My grandmother, Marjory Ann Carr (Hopper) is on the middle left with her sister, Lillian on the far left. Lillian had a disastrous romance and never married. She lived with her sister's family all her life. My father hinted that this was not an unmixed blessing since she had a sour attitude toward men and he and his older brother were growing up to be such.
The other two girls are cousins. The picture was probably taken in Arkansas where they spent all their early lives. The deckled edge is from a copy made later; the original one was glued onto a thin board. I have been looking through old pictures tonight; this has long been one of my favorites.
Did you know Abraham Lincoln (1809-1865) wrote poetry?
Here is the first part of a longer poem that he wrote at age 17. The longer version can be found in the Library of America's American Poetry; the Nineteenth Century, 1993.

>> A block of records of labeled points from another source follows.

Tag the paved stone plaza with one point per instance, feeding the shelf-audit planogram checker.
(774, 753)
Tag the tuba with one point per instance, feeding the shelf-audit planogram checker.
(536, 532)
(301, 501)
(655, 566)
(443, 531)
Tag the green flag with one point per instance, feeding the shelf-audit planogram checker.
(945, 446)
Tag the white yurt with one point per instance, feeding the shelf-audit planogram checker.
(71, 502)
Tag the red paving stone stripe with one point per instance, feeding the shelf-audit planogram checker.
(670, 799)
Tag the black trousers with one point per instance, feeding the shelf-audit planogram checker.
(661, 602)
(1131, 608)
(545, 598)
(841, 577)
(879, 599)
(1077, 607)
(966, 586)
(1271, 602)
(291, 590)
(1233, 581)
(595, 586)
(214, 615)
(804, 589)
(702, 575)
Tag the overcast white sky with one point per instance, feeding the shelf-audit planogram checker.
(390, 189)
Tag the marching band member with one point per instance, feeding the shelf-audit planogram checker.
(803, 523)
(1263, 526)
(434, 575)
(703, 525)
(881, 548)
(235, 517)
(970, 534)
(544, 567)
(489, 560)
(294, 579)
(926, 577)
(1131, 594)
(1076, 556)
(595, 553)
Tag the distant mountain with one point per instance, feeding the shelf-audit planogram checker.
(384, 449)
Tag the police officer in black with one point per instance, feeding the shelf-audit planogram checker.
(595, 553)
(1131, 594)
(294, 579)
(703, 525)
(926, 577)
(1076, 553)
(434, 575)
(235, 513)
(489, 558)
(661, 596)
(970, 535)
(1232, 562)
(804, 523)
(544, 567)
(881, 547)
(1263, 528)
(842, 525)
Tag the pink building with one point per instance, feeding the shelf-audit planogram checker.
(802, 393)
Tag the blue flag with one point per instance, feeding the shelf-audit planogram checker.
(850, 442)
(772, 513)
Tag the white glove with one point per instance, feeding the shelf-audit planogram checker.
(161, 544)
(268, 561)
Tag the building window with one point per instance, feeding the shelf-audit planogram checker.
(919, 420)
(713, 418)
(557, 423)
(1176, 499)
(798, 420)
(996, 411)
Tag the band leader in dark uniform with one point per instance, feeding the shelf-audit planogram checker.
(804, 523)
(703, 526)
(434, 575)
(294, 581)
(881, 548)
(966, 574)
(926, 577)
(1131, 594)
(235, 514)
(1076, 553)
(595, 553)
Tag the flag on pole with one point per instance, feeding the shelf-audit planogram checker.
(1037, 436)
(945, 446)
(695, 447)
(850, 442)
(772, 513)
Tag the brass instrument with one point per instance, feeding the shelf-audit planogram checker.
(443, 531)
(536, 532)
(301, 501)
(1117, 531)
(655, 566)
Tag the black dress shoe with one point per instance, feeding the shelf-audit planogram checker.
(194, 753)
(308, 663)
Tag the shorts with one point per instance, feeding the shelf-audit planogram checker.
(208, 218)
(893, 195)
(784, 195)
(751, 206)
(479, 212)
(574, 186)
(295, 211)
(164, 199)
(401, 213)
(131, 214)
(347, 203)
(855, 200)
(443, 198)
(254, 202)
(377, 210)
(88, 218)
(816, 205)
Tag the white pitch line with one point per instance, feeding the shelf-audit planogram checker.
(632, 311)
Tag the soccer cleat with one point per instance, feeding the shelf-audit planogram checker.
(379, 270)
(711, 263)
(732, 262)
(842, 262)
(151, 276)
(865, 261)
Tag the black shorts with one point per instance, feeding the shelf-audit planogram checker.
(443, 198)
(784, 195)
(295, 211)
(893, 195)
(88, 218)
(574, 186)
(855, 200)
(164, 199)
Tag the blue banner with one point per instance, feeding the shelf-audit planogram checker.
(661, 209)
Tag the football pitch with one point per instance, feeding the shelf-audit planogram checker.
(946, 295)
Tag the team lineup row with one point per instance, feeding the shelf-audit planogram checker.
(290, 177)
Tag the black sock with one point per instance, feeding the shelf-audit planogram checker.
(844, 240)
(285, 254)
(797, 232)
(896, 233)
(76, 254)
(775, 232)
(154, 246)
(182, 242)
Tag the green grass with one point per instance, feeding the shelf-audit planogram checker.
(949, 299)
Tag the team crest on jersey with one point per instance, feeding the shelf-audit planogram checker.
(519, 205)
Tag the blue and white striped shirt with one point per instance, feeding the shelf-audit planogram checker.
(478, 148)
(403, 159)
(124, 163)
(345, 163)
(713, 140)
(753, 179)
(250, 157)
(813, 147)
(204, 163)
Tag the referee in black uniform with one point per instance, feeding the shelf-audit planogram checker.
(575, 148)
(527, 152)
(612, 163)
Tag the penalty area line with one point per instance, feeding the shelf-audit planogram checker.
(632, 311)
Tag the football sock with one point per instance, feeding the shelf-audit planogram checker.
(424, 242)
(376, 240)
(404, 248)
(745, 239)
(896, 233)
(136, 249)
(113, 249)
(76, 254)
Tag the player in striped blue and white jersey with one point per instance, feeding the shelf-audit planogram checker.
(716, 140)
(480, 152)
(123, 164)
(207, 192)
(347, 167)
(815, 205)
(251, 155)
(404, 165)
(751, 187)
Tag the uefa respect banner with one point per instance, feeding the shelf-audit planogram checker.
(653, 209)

My childhood's home I see again
And sadden with the view;
And still as mem'ry crowds my brain
There's pleasure in it, too.
O memory! thou midway world
’Twixt earth and paradise,
Where things decayed and loved ones lost
In dreamy shadows rise,
And, freed from all that’s earthly, vile,
Seem hallowed, pure and bright,
Like scenes in some enchanted isle
All bathed in liquid light.
As dusky mountains please the eye
When twilight chases day;
As bugle notes that, passing by,
In distance die away;
As leaving some grand waterfall,
We, lingering, list its roar --
So memory will hallow all
We’ve known but know no more.
Near twenty years have passed away
Since here I bid farewell
To woods and fields, and scenes of play,
And playmates loved so well.
The friends I left that parting day
How changed, as time has sped!
Young childhood grown, strong manhood gray;
And half of all are dead.
I hear the loved survivors tell
How nought from death could save,
Till every sound appears a knell
And every spot a grave.
I range the fields with pensive tread,
And pace the hollow rooms,
And feel (companion of the dead)
I’m living in the tombs.
from Poet's Choice; Poems for Everyday Life; selected and introduced by Robert Hass, Ecco, 1998, pages 56-57.
Nicely done, Abraham, four line stanzas, alternating four and three-beat lines and rhyming abab. This is the way things used to be done and some people still miss it!